Layer pruning has emerged as a potent approach to remove redundant layers in the pre-trained network on the purpose of reducing network size and improve computational efficiency. However, existing layer pruning methods mostly overlook the intrinsic connections and inter-dependencies between different layers within complicated deep neural networks. This oversight can result in pruned models that do not preserve the essential characteristics of the pre-trained network as effectively as desired. To address these limitations, we propose a Similarity-Guided Layer Partition (SGLP) Pruning, a novel pruning framework that exploits representation similarity to guide efficient and informed layer removal for compressing large deep models.

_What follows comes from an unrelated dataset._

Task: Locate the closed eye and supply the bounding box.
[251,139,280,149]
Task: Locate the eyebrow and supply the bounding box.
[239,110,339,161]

Our method begins by employing Centered Kernel Alignment (CKA) to quantify representational similarity between layers, uncovering structural patterns within the network. We then apply Fisher Optimal Segmentation on the similarity matrix to partition the network into semantically coherent layer segments. This segmentation allows pruning decisions to respect layer interdependencies and preserve essential knowledge. Within each segment, we introduce a fine-tuning-free importance evaluation using GradNorm, identifying and removing redundant layers in a targeted, segment-wise manner. Experimental results on both image classification tasks and large language models (LLMs) demonstrate that our proposed SGLP outperforms the state-of-the-art methods in accuracy and efficiency. Our approach achieves significant model compression with minimal performance degradation, making it well-suited for deployment in resource-limited environments.

Paper Structure

This paper contains 29 sections, 25 equations, 3 figures, 8 tables, 1 algorithm.

Figures (3)

  • Figure 1: The overview framework of our proposed method. We take a 15-layer network as an example, where the squares in gray denote the layers with the lowest importance, which will be discarded when pruning. We first feed batches of inputs to the pre-trained network for forward propagation. Then, the similarity matrix is derived via Centered Kernel Alignment, which indicates the representations similarity among the layers. Based on the layer similarity, we partition the network into layer segments via Fisher Optimal Segmentation, which provides a basis for subsequent layer pruning. In each layer segment, we evaluate the importance for the layers via GradNorm, where the unimportant ones are removed to obtain a compact network.
  • Figure 2: Results of ablation studies.
  • Figure 3: Pruned and remained layers for ResNet-56 on CIFAR-10.